医療的ケアを必要とするお子様やそのご家族の健やかな生活を支援するため、下記のような3つのシーンで看護師の活躍が求められています。
- 訪問看護
- 育児や教育の現場(保育園/幼稚園/学校)
- その他医療的ケア児受け入れ施設(児童発達支援施設/放課後等デイサービス)
では、それぞれ具体的にどのような役割が求められているのか、詳しく確認していきましょう。
訪問看護
訪問看護は、医療的ケアを必要とするお子様のご自宅で日常生活に欠かせない医療的ケアや看護の支援を行います。他にもご家族のフォローや相談にのるなど、お子様とご家族が安心して日常生活を送るための介入をしていきます。
また訪問看護の場合、目の前で向き合うべきは、1人のお子様とそのご家族です。そのため、病院という大きな枠で複数名に対応するのではなく、そのお子様それぞれの病状や性格、成長と一人ひとりあった支援を行います。
これによって、病院看護では体験できない絆や成長過程を見届けられることが、小児訪問看護のやりがいと言えるでしょう。
ソイナースでも訪問看護師を募集中
ソイナースではご自宅での訪問看護だけでなく、医療的ケア児・障がい児の保育園や学校でのケアなど、日常生活のトータルサポートができます。このように多岐にわたって小児訪問看護ができるサービスはまだ少ない ので、小児看護の経験がある方であれば、特に強いやりがいと経験につながると好評です。

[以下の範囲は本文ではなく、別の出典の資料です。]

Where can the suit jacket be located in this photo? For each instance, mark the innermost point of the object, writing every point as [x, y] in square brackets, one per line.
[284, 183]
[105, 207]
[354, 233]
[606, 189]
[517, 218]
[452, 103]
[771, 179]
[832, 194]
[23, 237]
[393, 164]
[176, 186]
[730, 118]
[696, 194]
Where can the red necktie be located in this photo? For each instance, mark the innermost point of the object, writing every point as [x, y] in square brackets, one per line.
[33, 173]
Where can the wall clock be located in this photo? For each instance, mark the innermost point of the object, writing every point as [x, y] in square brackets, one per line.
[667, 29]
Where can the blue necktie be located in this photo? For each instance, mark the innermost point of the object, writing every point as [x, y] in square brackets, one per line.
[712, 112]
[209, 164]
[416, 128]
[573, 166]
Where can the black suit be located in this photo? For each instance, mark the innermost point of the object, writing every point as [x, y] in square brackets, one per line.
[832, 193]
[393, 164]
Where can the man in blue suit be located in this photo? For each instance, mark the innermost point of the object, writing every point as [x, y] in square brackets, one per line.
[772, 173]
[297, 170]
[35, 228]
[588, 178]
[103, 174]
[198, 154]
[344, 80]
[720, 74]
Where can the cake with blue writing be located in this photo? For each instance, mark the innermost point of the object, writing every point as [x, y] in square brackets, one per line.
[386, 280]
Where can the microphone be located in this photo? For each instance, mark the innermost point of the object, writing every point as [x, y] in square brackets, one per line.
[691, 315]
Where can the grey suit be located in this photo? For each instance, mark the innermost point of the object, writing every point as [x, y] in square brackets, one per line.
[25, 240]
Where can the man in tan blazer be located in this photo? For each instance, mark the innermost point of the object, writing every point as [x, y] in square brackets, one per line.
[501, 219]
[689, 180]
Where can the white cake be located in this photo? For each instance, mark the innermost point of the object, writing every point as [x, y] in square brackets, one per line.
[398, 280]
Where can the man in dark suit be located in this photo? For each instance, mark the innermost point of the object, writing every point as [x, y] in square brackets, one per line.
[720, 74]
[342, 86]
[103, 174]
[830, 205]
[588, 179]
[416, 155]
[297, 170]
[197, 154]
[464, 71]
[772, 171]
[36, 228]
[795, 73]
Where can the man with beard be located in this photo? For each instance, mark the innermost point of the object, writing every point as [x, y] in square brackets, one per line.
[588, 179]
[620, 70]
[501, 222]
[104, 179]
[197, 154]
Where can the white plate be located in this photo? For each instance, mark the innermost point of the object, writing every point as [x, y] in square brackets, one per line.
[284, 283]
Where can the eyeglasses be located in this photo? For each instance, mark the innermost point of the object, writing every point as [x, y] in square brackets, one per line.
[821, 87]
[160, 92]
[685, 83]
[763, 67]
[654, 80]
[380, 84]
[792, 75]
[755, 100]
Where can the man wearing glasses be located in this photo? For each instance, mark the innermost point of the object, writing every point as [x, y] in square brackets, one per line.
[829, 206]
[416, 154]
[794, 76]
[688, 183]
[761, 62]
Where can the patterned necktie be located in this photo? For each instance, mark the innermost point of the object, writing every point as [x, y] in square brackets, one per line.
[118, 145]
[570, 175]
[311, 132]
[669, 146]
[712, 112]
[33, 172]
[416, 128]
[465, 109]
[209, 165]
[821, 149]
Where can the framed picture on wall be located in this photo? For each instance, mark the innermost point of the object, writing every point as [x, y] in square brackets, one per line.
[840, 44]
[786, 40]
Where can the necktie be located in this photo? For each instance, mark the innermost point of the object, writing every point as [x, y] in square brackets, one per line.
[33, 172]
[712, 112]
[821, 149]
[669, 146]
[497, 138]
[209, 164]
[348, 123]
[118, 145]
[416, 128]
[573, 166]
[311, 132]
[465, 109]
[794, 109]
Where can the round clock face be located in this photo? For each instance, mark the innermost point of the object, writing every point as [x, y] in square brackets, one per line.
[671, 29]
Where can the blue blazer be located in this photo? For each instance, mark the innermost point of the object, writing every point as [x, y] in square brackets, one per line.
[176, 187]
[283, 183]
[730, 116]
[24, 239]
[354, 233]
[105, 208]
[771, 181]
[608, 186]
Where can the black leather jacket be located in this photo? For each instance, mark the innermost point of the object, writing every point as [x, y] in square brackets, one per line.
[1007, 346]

研修や仕事内容についてもっと詳しく知りたい方は、ぜひお気軽にお問合せください。
育児や教育の現場(保育園/幼稚園/学校)
医療的ケアを必要とするお子様は、日中の多くの時間を過ごす保育園や幼稚園、学校でも、絶えず医療的ケアを行う必要があります。そのため小児看護師は、保育士や担任教師と情報を共有しながら、お子様が健やかな日常生活を行うため必要な支援を行います。
その他医療的ケア児受け入れ施設
保育園や幼稚園、学校の他にも、医療的ケア児が通う場所には看護師の存在が欠かせません。ここでもご家族の代わりに、医療的ケア児の処置や健康管理を行います。
- 児童発達支援施設
- 放課後等デイサービス など
ただし、これらの施設に通うお子様の年齢層はそれぞれ異なります。そのため成長に合った適切なケアが求められるのです。
医療的ケア児の知識を高めて小児看護師の道へ
厚生労働省の調べによると、在宅での医療的ケアを必要とするお子様は、約2万人と言われています(※1)。一方で医療的ケア児の看護ができる看護師は不足しているのが現代の課題に…。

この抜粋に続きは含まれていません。